The first step in our process was to perform tokenization on all tweets to divide text into a sequence of tokens. A token may be words or characters such as a smiley face “:)” or other character strings. Specifically, we used PTBTokenizer to accomplish the task. PTBTokenizer can efficiently tokenizes at a rate of approximately 1 million tokens per second on a laptop computer [23]. We then matched the tokens with a list of substance keywords and underage keywords that we developed. Positive matches from this step were retrieved and included in our dataset for further processing. We implemented a machine learning Maximum Entropy Text classifier (mallet) to obtain a sentiment score for each tweet. Sentiment score ranged from 0 (sad) to 1 (happy). We classified tweets with an average mallet score equal to or greater than 0.8 as positive sentiment tweets (i.e., happy) and others as neutral/negative (i.e., sad) sentiment tweets.

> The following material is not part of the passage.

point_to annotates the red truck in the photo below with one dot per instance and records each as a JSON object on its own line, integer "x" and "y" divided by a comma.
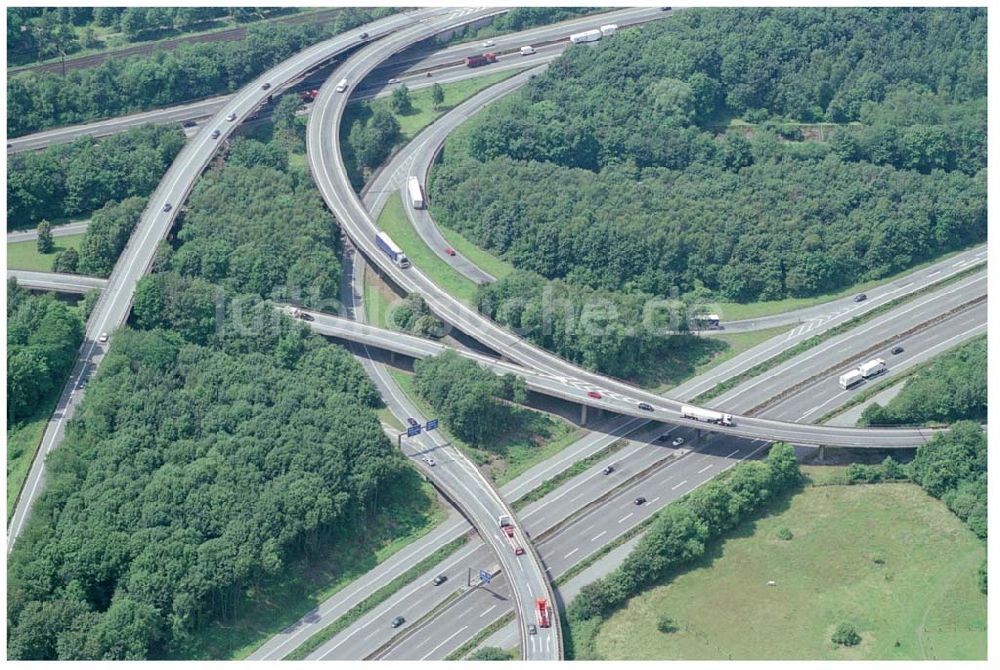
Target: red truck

Alcohol, smoking, and drug-related tweets.

A list of 143 substance items and related phrases was developed. This list included tobacco products, alcoholic beverages, commonly abused illicit substances, common substance use phrases, and associated slang / street names compiled from the National Institute on Drug Abuse and the National Survey on Drug Use and Health [24,25]. Each item on the list was composed of one or two-words or phrases. Some items had an asterisk appended to them (“*”). An asterisk indicates the word may end with any possible spelling. For instance, “smoke* weed” captured tweets containing “smoking weed,” “smoked weed,” “smokes weed,” and “smoke weed.” Controlled substances such as marijuana and peyote were also included on this list. For each term or phrase, we tracked whether it indicated (1) alcohol (e.g., beer, vodka), (2) tobacco (e.g., cigars, e-cigarettes), or (3) drug (e.g., marijuana, cocaine) use. We did not distinguish between medical and recreational use.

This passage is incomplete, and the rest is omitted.